Laura's laugh is music to my ears after two days of the torture of not knowing. She's quickly serious again and studies me like I'm her new favorite show to figure out. "Why are you crying?"
My eyes are still doing that? Stupid things. "I've damned the only woman I've loved in decades to an eternal life. I'm terrified of what you might become, of what I might make you become."
Running away from my feelings and not talking to Laura was one of the reasons our relationship failed. Thinking she was dead was enough to emphasize how much I don't want to live without her. Even if we never have a romantic relationship again, being in her presence is enough. It has to be.
Laura shakes her head, "It was the only way, Carm. And thanks, for you know, saving my life again. Sorta. Does it count as saving my life if I'm undead now?"

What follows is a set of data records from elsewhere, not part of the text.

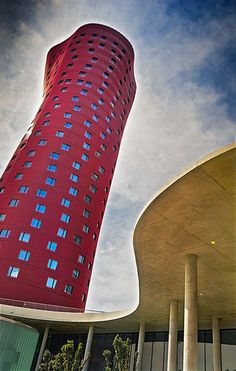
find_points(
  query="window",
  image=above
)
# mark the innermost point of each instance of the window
(75, 273)
(67, 114)
(88, 135)
(86, 228)
(85, 157)
(51, 283)
(74, 177)
(95, 176)
(41, 192)
(52, 264)
(50, 181)
(86, 145)
(76, 107)
(4, 233)
(84, 92)
(40, 208)
(52, 246)
(36, 223)
(76, 165)
(13, 203)
(65, 147)
(23, 189)
(42, 142)
(101, 169)
(65, 218)
(24, 237)
(95, 117)
(93, 189)
(73, 191)
(81, 259)
(52, 167)
(54, 155)
(62, 232)
(100, 90)
(94, 106)
(68, 125)
(87, 123)
(86, 213)
(59, 133)
(77, 239)
(24, 255)
(65, 202)
(13, 272)
(68, 288)
(27, 164)
(87, 199)
(31, 153)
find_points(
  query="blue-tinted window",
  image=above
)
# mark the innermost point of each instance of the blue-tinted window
(65, 202)
(54, 155)
(41, 192)
(52, 264)
(51, 283)
(52, 245)
(50, 181)
(36, 223)
(24, 237)
(40, 208)
(13, 272)
(24, 255)
(62, 232)
(52, 167)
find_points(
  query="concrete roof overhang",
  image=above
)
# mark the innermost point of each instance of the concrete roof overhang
(194, 214)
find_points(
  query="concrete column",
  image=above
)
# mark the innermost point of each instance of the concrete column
(217, 366)
(190, 356)
(88, 348)
(172, 340)
(141, 337)
(43, 344)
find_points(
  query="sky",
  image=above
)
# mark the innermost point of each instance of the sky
(185, 53)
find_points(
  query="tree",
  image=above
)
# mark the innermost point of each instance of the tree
(122, 355)
(68, 359)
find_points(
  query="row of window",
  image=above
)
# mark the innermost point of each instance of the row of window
(50, 283)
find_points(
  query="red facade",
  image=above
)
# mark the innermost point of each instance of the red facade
(54, 190)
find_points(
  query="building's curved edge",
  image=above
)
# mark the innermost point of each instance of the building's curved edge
(180, 175)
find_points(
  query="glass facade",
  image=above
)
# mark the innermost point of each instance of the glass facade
(155, 349)
(17, 343)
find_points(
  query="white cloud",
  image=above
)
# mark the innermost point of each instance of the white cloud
(175, 120)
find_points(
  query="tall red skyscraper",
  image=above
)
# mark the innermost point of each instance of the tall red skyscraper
(54, 190)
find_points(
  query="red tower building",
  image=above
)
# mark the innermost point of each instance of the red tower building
(54, 190)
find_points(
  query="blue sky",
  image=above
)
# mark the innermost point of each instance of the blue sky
(184, 108)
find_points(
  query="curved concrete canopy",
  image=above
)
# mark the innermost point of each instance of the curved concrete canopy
(194, 214)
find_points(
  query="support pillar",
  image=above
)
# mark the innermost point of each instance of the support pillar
(172, 340)
(217, 364)
(88, 348)
(190, 356)
(141, 337)
(43, 344)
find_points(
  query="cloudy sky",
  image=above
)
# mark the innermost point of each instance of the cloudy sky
(184, 107)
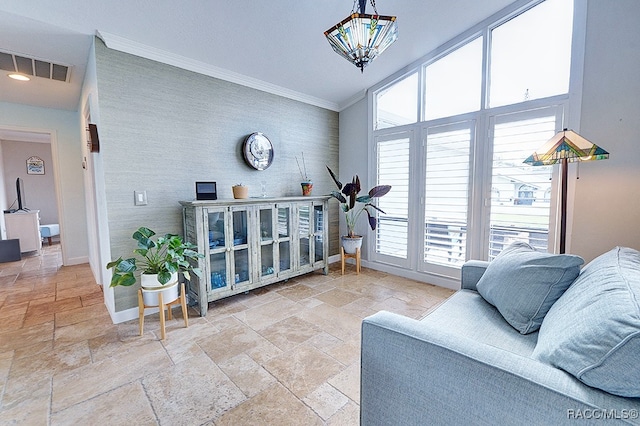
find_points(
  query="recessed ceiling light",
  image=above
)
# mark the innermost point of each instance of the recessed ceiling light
(20, 77)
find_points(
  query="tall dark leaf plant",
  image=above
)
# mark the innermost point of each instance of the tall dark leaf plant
(164, 256)
(353, 205)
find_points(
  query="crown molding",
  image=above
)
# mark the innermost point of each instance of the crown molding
(125, 45)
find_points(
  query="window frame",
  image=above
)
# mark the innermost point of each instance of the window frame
(481, 151)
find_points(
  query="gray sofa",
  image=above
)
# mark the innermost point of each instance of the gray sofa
(464, 364)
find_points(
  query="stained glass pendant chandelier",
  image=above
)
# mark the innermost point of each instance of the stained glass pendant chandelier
(360, 38)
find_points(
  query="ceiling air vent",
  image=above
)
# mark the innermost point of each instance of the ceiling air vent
(35, 67)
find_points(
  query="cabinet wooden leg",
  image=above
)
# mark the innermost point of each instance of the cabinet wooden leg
(183, 302)
(161, 307)
(141, 310)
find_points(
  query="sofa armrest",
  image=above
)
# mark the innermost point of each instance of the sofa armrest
(415, 373)
(472, 270)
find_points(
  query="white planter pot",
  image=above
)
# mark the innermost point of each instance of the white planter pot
(150, 281)
(169, 293)
(351, 244)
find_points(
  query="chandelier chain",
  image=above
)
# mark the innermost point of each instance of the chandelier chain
(356, 6)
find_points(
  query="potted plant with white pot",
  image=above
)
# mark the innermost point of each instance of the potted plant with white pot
(354, 205)
(159, 262)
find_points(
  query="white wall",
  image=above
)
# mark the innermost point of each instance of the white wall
(607, 205)
(353, 159)
(65, 130)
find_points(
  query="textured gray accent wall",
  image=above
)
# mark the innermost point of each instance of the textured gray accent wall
(162, 128)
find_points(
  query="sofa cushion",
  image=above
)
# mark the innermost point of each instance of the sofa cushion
(523, 283)
(593, 330)
(467, 314)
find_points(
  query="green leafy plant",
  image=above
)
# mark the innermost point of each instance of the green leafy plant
(348, 197)
(165, 256)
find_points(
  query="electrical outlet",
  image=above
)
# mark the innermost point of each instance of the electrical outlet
(140, 198)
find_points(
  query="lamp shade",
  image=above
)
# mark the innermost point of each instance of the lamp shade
(568, 145)
(565, 147)
(360, 38)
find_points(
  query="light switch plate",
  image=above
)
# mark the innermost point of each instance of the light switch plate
(140, 198)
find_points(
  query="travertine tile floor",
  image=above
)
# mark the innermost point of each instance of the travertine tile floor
(287, 354)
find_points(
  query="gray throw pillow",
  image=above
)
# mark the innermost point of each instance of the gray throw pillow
(523, 283)
(593, 330)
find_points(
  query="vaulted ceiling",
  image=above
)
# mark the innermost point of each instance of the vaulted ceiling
(278, 44)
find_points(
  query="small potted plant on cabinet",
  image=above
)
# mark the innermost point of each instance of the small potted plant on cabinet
(354, 206)
(159, 262)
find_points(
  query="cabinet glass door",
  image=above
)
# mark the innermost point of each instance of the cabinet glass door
(217, 249)
(267, 242)
(318, 230)
(240, 247)
(283, 227)
(304, 232)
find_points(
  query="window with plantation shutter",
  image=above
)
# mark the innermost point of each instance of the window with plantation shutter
(446, 197)
(484, 101)
(520, 202)
(393, 169)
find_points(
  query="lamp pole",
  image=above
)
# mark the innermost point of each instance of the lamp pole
(563, 205)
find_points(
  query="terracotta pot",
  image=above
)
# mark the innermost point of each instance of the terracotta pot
(240, 192)
(351, 244)
(306, 188)
(150, 281)
(169, 294)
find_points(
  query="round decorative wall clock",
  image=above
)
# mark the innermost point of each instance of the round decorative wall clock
(257, 151)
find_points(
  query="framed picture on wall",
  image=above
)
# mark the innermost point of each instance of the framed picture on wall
(35, 166)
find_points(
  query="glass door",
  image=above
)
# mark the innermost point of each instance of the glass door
(283, 227)
(318, 232)
(267, 242)
(304, 235)
(239, 248)
(218, 267)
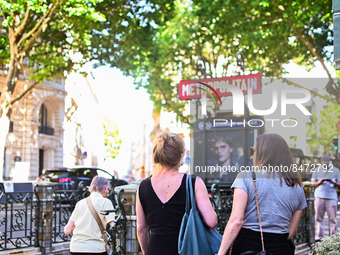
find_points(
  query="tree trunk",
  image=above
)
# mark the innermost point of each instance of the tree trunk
(4, 128)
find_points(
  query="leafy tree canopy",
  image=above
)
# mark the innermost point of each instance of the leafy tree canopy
(269, 33)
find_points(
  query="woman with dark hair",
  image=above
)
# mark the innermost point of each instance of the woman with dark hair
(161, 199)
(87, 237)
(281, 200)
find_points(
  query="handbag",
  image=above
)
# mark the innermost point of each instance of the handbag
(106, 236)
(263, 252)
(194, 237)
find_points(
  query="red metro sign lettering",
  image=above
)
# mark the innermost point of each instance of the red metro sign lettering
(190, 89)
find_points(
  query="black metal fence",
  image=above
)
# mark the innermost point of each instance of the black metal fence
(23, 216)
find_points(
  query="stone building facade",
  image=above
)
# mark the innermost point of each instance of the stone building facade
(35, 138)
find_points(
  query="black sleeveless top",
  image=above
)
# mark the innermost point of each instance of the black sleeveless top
(164, 219)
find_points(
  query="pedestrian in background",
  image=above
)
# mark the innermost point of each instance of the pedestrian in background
(281, 200)
(326, 179)
(87, 237)
(161, 199)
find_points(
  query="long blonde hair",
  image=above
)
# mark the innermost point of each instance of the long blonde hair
(168, 150)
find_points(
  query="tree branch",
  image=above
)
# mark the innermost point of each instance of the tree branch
(24, 93)
(24, 23)
(179, 114)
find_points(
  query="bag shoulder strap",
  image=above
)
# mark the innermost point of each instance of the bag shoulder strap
(95, 214)
(190, 194)
(258, 208)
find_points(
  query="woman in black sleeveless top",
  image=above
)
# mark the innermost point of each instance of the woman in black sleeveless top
(161, 199)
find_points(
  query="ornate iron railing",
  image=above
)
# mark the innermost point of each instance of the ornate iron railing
(18, 220)
(221, 198)
(22, 215)
(22, 218)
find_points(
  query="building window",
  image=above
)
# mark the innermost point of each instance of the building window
(44, 128)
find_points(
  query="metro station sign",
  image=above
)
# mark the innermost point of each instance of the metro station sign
(190, 89)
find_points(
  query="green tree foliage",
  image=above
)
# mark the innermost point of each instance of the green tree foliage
(111, 139)
(323, 128)
(269, 33)
(53, 37)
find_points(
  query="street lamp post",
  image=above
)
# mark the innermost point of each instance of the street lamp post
(336, 22)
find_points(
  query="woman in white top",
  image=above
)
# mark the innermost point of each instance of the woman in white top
(281, 200)
(87, 237)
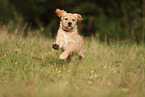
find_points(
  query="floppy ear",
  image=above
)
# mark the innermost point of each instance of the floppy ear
(60, 12)
(79, 17)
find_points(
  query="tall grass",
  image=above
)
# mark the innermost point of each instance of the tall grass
(29, 67)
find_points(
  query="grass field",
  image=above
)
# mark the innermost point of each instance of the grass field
(29, 67)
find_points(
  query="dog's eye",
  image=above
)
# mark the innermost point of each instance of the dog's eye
(66, 18)
(73, 19)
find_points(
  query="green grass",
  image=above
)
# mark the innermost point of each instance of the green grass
(29, 67)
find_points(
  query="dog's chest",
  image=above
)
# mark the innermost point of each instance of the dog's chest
(67, 39)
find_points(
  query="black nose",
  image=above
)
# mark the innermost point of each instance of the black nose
(69, 23)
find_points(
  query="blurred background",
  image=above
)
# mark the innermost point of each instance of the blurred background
(106, 20)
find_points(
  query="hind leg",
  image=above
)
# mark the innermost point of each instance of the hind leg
(81, 57)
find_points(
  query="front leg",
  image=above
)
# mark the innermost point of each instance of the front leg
(67, 52)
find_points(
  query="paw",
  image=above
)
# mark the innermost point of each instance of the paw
(63, 56)
(55, 46)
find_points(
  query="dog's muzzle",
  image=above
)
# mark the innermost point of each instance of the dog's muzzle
(69, 24)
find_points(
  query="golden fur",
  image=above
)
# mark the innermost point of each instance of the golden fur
(68, 38)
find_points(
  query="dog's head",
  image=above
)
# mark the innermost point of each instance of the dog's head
(68, 20)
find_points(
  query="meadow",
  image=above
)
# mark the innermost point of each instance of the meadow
(29, 67)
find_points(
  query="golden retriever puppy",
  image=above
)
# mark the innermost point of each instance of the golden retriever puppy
(68, 38)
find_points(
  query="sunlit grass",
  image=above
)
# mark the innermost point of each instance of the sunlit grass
(29, 67)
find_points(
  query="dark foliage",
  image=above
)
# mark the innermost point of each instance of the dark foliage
(105, 19)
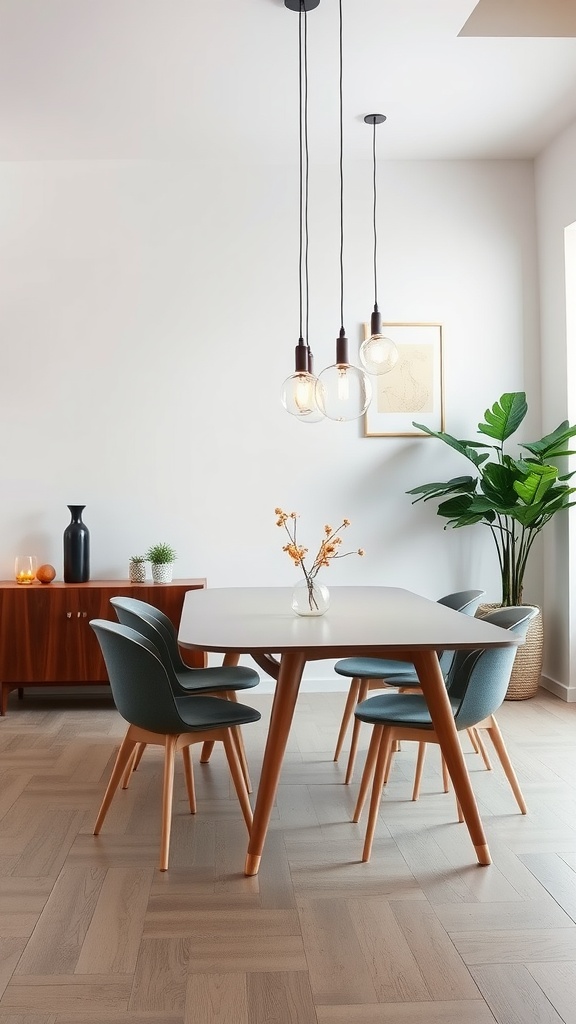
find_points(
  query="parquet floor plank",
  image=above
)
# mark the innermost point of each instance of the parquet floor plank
(92, 933)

I laugh, automatically leaning in and touching our foreheads together. Her mind is fascinating. I studied psychology with Freud himself (I tracked him down and he had no problem teaching me his theories as long as I didn't mind him studying me) and got a degree from that hellhole of a college. I have never encountered someone like her in all my years. She's utterly unique.
Only when I notice Laura blushing furiously do I realize exactly how close we are. I move back, hating that we messed up whatever we have (or even more depressing, had) so much that I can't be close to her the way I want.
I miss her. She's sitting right in front of me, but knowing she's not mine and might never be again makes the hollowness in my chest ache more than usual. And I don't miss the kind of touching I'm sure the dirty minds of Laura's fans think about. Sure, I miss that but not as much as I miss just holding her in my arms and reveling in the fact that she's mine and I'm hers.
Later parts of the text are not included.